Sepulang dari rumah sakit, Navier menjadi pribadi yang pendiam dan pemurung.
Dia lebih banyak mendiamkan Edgar ketimbang membalas ucapannya seperti sebelumnya.
Karena itu James ingin membawanya pulang.
James ingin mengenalkan sang cucu pada pegawa di rumahnya. Terutama saat mendengar Navier menjadi lebih pendiam lagi.
Bagi James, Edgar masih belum bisa menjadi pria yang benar-benar bertanggung jawab. Dan, dia tidak bisa memasrahkan sang cucu pada pria seperti itu.
"Tidak bisa! Dia sudah menjadi tunanganku dan harus berada di sini, di dekatku. Tidak bisa kau bawa pulang karena sebentar lagi aku akan menikahinya," balas Edgar tak kalah sengit.
Susah-susah membawa Navier, malah orang lain ingin mengambilnya.
Jujur saja, Edgar tak terima! Tak ada satupun yang bisa memisahkan pria itu dari Navier.
Melihat betapa keras kepalanya Edgar, James menggelengkan kepala. "Anak Muda! Dia memang tunanganmu, tapi janga lupakan dia adalah cucuku. Status pertunangan bisa dibatalkan, tapi statusnya sebagai cucuku tidak akan pernah bisa diubah sampai kapan pun, ingat itu!"
James merasa kesal dengan Edgar.
Sudah cukup berada jauh dengan sang cucu sampai saat ini, dan tidak ingin lebih jauh lagi. Jadi, James bermaksud untuk muncul di hadapan Navier dan mengaku jika dia kakeknya.
Di sudut hatinya, James menyesal telah mengusir putrinya dulu, hingga sang cucu harus dirawat oleh pria yang tak bisa diandalkan dan istrinya yang begitu kejam.
"Jadi, persiapkan Navier ke tempatku," tegasnya lagi.
"Tapi aku ingin bersamanya. Apa itu salah!?" bentak Edgar. Dengan isyarat, pria itu lalu meminta semua pengawalnya untuk berkumpul, seolah menantang James.
"Aku datang secara baik-baik, dan kalau harga dirimu terlalu tinggi, aku akan memohon. Tolong pria tua ini untuk menemui cucunya. Tolong pria tua ini untuk bertemu cucunya," pinta James.
Edgar terdiam. Dia tak sampai hati melihat James memohon padanya. Namun, dia juga tak bisa mengizinkan Navier dibawa oleh James.

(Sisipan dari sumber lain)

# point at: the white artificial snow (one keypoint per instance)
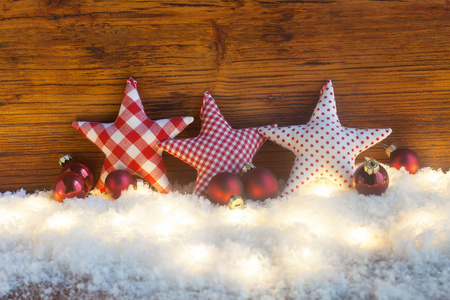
(327, 243)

"Kalau seperti itu, lebih baik kita tanyakan pada Navier saja. Dia lebih memilihku atau dirimu," balas Edgar cepat.
Dia tampak percaya diri, tetapi diam-diam ia khawatir dan sangat berharap tunangan yang dia cintai sejak dulu itu akan memilihnya.
*****
"Nav, cucuku, aku kakekmu," ucap James di hadapan cucu yang tidak pernah ditemui secara langsung.

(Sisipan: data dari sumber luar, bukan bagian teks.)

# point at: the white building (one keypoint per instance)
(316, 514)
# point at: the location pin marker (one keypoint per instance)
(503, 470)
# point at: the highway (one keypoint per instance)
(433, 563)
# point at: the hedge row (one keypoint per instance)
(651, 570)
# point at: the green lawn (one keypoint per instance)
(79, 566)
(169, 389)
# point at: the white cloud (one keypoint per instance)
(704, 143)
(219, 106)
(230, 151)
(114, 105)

Pria kuat itu bahkan sampai menitikkan air matanya kala melihat keadaan Navier yang menyedihkan.
"Kau sungguh mirip ibumu, kecuali bibir dan kelopak matamu," lanjutnya.

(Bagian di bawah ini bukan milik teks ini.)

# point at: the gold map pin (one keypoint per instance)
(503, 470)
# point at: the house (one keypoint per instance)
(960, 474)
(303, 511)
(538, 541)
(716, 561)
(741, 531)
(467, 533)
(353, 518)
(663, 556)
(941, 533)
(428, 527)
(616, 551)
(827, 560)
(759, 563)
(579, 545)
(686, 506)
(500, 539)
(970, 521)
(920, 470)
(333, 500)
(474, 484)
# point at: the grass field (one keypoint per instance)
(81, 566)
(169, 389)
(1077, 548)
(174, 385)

James mendekati Navier, dia ingin memeluk sang cucu.
Namun, Navier mencoba menghindar. "Aku sama sekali tak mirip ibuku!" tukasnya cepat.
Selama ini, Navier selalu mendengar jika dia sama sekali tak mirip ibunya. Disebut seperti itu, Navier ingat perlakuan Yuni yang tega menjualnya.
"Kau mirip dengan Elle-ku."
Elle adalah nama kecil ibu Navier. Namun, Navier jelas tak mengenalnya.
"Siapa itu Elle? Nama ibuku itu Yuni!" Dengan setengah hati Navier menyebut nama orang yang selama ini, dia anggap ibunya.
James menggeleng.
Dia mensejajarkan tinggi tubuhnya dengan Navier yang di kursi roda. Lalu, dia berucap, "Ellena Wyatt, itu adalah nama ibumu. Aku selalu memanggilnya Elle-ku. Dan pria itu merebut ibumu dariku."
Navier terdiam, dia hanya berusaha mencerna kebenaran yang baru terungkap.
"Aku tidak sedang memperebutkanmu dengan Edgar. Apalagi berniat memisahkan kalian. Hanya saja, aku ingin menghabiskan waktu dengan cucuku. Cucu yang tidak pernah kutemui secara langsung sejak kecil," lanjut James.
Lama Navier berpikir. Kemudian, dia memutuskan untuk mengikuti sang kakek.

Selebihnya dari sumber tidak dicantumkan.